MAGNETITE (U-TH)/HE GEOCHRONOLOGY CALIBRATION AND INVESTIGATION OF THE COLUMBIA RIVER BASALT GROUP

The development of the magnetite (U-Th)/He dating technique offers an alternative method to traditional geochronometric tools for high-precision age constraints of extrusive, mafic volcanics. Difficulty in determining absolute eruption ages of basaltic, volcanic rocks by groundmass and plagioclase K-Ar and ⁴⁰Ar/³⁹Ar geochronology is rooted in their excess ⁴⁰Ar and/or recoil, lack of suitable mineral phases such as sanidine and zircon, and susceptibility to alteration. Because of these geological and analytical complications, established geochronometers may not provide accurate and precise ages; recent studies have shown, that magnetite (U-Th)/He dating presents great promise as an alternative volcanic geochronometer. Magnetite is a pervasive mineral found within such rocks, therefore it is possible to measure the accumulation of radiogenic ⁴He from U, Th, Sm decay to determine an eruption age for aphanitic and/or altered basalts. In an effort to refine and test this method, the Columbia River Basalt Group (CRBG) in the NW U.S.A provides an ideal area to systematically study this geochronometer given the vast amount of existing petrologic and geologic data.
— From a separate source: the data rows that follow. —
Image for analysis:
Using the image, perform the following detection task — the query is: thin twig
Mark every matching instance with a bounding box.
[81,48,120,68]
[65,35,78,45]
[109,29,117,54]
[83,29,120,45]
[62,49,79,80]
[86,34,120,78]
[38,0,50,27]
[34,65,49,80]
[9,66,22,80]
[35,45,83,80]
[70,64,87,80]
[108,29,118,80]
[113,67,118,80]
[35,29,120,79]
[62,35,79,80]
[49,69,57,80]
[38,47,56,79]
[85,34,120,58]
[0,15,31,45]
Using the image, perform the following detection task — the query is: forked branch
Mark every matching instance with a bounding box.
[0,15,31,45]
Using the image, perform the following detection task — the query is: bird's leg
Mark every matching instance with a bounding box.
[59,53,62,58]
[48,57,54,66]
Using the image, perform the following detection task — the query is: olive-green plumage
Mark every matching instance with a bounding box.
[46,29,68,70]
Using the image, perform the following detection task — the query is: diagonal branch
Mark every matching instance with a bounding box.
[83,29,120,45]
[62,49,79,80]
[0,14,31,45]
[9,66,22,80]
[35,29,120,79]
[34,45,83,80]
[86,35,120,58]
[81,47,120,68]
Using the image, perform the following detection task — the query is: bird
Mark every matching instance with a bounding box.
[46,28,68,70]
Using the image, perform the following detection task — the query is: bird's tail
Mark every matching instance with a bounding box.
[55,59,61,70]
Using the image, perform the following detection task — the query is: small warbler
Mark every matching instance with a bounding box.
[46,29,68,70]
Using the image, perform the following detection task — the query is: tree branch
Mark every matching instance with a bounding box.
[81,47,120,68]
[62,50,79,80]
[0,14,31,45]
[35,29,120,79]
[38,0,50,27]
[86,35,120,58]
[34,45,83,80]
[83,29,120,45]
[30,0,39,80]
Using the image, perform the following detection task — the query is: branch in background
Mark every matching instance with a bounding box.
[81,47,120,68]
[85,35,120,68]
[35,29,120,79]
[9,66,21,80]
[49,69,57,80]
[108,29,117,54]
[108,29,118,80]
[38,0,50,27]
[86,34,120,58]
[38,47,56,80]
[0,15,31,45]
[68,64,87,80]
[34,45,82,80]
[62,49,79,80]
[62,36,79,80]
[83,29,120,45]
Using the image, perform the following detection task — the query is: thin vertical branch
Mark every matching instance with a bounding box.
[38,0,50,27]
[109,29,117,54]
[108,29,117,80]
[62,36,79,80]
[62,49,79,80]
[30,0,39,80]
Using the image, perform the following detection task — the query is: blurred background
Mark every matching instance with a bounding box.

With this study, we expect to establish a detailed protocol for obtaining high-resolution magnetite (U-Th)/He and to provide a rigorous evaluation of the reliability and reproducibility of age data in comparison with existing chrono-, chemo-, and magnetostratigraphic framework of the CRBG including the Steens Basalt of southeastern Oregon. This will help establish guidelines for data quality control of magnetite He dating and for inter-comparison with traditionally used dating methods such as ⁴⁰Ar/³⁹Ar. Besides further establishing magnetite (U-Th)/He dating as a reliable basalt geochronometer, the ultimate objective of the proposed study is to provide reliable new age constraints for the CRBG members, with special emphasis on the basal portion of the CRBG (Imnaha) and its correlation with the Upper Steens Basalt. Doing so will both improve the regional correlation and help elucidate the nature, spatial distribution, and geodynamic significance of the massive Cenozoic flood basalt outpouring in the Pacific Northwest.